You are viewing a plain text version of this content. The canonical link for it is here.

Posted to issues-all@impala.apache.org by "Sahil Takiar (Jira)" <ji...@apache.org> on 2020/04/06 03:42:00 UTC

[jira] [Created] (IMPALA-9606) ABFS reads should use hdfsPreadFully

Sahil Takiar created IMPALA-9606:
------------------------------------

Summary: ABFS reads should use hdfsPreadFully
Key: IMPALA-9606
URL: https://issues.apache.org/jira/browse/IMPALA-9606
Project: IMPALA
Issue Type: Bug
Components: Backend
Reporter: Sahil Takiar
Assignee: Sahil Takiar

In IMPALA-8525, hdfs preads were enabled by default when reading data from S3. IMPALA-8525 deferred enabling preads for ABFS because they didn't significantly improve performance. After some more investigation into the ABFS input streams, I think it is safe to use {{hdfsPreadFully}} for ABFS reads.

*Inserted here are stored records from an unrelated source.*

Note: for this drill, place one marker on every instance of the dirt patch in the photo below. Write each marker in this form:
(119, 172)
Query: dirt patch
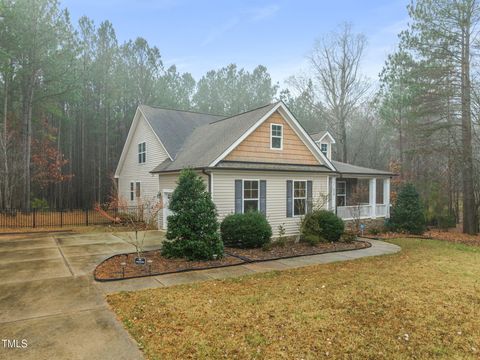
(123, 266)
(293, 250)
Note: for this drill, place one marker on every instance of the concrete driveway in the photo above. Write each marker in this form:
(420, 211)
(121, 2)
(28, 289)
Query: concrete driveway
(48, 297)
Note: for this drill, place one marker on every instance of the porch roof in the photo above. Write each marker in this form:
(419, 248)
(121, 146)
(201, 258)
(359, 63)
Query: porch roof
(346, 169)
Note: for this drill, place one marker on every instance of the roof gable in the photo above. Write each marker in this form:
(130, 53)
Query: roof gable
(211, 143)
(173, 127)
(257, 147)
(318, 137)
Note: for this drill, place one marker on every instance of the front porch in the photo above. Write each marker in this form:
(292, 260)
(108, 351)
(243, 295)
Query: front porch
(355, 198)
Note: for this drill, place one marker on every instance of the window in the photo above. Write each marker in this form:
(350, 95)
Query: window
(137, 189)
(250, 195)
(299, 198)
(361, 192)
(324, 149)
(276, 132)
(379, 195)
(142, 153)
(341, 193)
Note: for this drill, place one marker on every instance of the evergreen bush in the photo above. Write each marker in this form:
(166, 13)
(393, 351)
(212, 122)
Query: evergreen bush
(193, 227)
(249, 230)
(407, 213)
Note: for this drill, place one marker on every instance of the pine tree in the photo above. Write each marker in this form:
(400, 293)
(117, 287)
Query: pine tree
(407, 213)
(192, 228)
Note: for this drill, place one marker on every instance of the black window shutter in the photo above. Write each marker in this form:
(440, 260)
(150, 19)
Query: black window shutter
(309, 196)
(289, 199)
(238, 196)
(263, 197)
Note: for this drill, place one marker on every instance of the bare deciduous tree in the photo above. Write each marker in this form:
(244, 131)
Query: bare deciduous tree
(335, 62)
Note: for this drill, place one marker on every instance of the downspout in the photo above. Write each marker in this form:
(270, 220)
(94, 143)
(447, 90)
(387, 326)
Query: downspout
(210, 185)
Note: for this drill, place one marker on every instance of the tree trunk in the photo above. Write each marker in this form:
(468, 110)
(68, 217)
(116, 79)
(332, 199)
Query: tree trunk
(469, 223)
(6, 186)
(343, 134)
(27, 128)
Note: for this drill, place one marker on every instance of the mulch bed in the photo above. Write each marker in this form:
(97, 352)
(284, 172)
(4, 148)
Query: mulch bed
(112, 268)
(294, 250)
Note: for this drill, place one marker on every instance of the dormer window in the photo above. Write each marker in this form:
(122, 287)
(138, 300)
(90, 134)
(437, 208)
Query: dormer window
(142, 153)
(324, 149)
(276, 136)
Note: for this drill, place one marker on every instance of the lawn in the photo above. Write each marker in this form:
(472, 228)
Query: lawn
(422, 303)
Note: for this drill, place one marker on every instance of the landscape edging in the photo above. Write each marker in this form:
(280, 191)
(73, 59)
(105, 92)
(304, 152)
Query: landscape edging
(244, 261)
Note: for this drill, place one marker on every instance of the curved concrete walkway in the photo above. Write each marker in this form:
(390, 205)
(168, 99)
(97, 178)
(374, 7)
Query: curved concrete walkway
(378, 248)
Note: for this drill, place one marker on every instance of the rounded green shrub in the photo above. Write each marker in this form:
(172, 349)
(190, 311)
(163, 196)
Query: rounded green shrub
(249, 230)
(322, 225)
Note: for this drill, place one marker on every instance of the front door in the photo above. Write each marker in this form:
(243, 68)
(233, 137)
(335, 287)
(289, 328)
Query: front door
(167, 197)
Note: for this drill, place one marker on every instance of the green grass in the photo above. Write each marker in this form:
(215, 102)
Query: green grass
(423, 303)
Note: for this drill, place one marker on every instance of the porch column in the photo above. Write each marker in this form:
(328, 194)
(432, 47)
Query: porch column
(333, 194)
(386, 196)
(372, 192)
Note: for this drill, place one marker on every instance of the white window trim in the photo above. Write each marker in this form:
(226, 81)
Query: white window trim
(142, 152)
(138, 197)
(299, 198)
(344, 194)
(132, 192)
(243, 194)
(276, 136)
(326, 150)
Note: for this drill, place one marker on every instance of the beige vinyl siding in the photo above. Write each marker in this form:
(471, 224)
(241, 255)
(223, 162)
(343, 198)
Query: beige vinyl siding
(169, 182)
(256, 147)
(133, 171)
(224, 195)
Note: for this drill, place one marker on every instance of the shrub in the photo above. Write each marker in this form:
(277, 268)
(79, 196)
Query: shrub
(407, 213)
(312, 239)
(40, 204)
(249, 230)
(348, 237)
(192, 228)
(446, 221)
(321, 225)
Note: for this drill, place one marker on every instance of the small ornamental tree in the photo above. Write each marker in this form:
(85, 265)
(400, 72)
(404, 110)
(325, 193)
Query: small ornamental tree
(407, 213)
(192, 228)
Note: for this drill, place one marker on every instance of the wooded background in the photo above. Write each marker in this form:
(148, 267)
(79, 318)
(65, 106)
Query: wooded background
(69, 93)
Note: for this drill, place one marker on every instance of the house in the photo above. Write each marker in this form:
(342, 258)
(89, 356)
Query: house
(261, 160)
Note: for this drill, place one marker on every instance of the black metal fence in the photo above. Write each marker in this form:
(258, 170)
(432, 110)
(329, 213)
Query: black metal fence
(14, 218)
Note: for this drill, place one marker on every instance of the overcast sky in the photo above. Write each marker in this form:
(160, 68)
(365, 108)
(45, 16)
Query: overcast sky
(199, 36)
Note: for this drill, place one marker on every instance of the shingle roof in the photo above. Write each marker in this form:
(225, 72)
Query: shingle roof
(195, 140)
(319, 135)
(174, 126)
(240, 165)
(209, 141)
(346, 169)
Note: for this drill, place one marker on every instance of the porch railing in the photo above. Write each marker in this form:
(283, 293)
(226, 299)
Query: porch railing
(381, 210)
(361, 211)
(354, 212)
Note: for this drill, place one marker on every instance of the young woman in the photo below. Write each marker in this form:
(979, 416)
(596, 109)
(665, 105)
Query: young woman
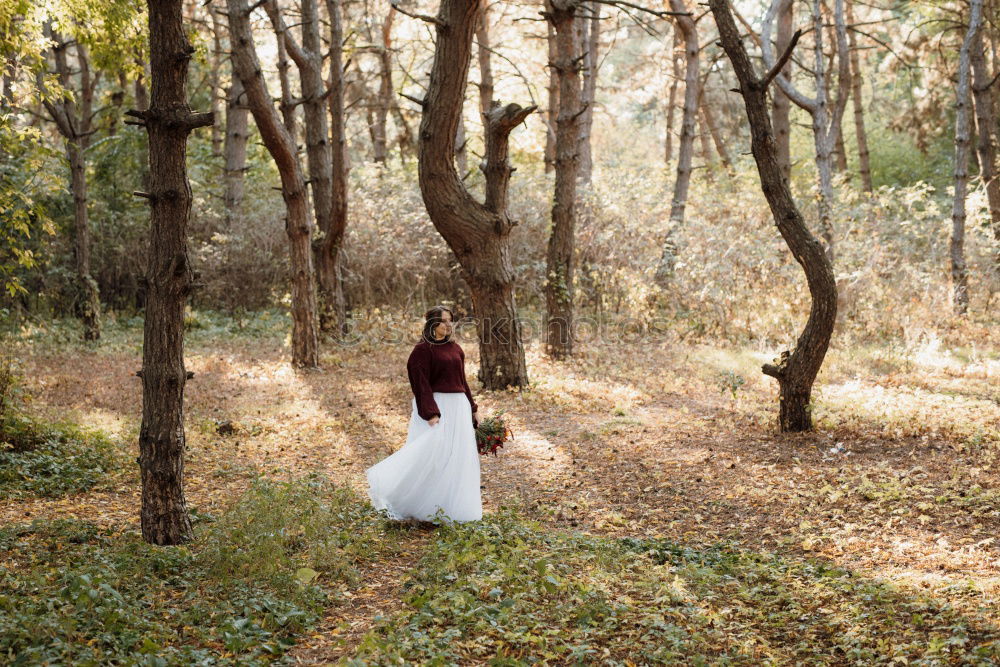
(437, 470)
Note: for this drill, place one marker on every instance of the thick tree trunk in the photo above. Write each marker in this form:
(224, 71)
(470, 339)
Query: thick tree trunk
(864, 161)
(553, 104)
(164, 514)
(308, 59)
(281, 145)
(478, 234)
(959, 271)
(782, 105)
(333, 316)
(795, 371)
(986, 122)
(235, 150)
(682, 181)
(589, 93)
(559, 257)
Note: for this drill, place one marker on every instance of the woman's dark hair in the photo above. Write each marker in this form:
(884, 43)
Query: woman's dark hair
(432, 318)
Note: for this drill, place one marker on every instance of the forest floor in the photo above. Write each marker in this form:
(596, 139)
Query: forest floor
(661, 441)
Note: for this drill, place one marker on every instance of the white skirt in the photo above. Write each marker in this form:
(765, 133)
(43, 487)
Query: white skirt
(437, 468)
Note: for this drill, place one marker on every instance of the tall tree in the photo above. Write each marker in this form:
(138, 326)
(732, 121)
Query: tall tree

The ABFS client uses a different model for fetching data compared to S3A. Details are beyond the scope of this JIRA, but it is related to a feature in ABFS called "read-aheads". ABFS has logic to pre-fetch data it *thinks* will be required by the client. By default, it pre-fetches # cores * 4 MB of data. If the requested data exists in the client cache, it is read from the cache.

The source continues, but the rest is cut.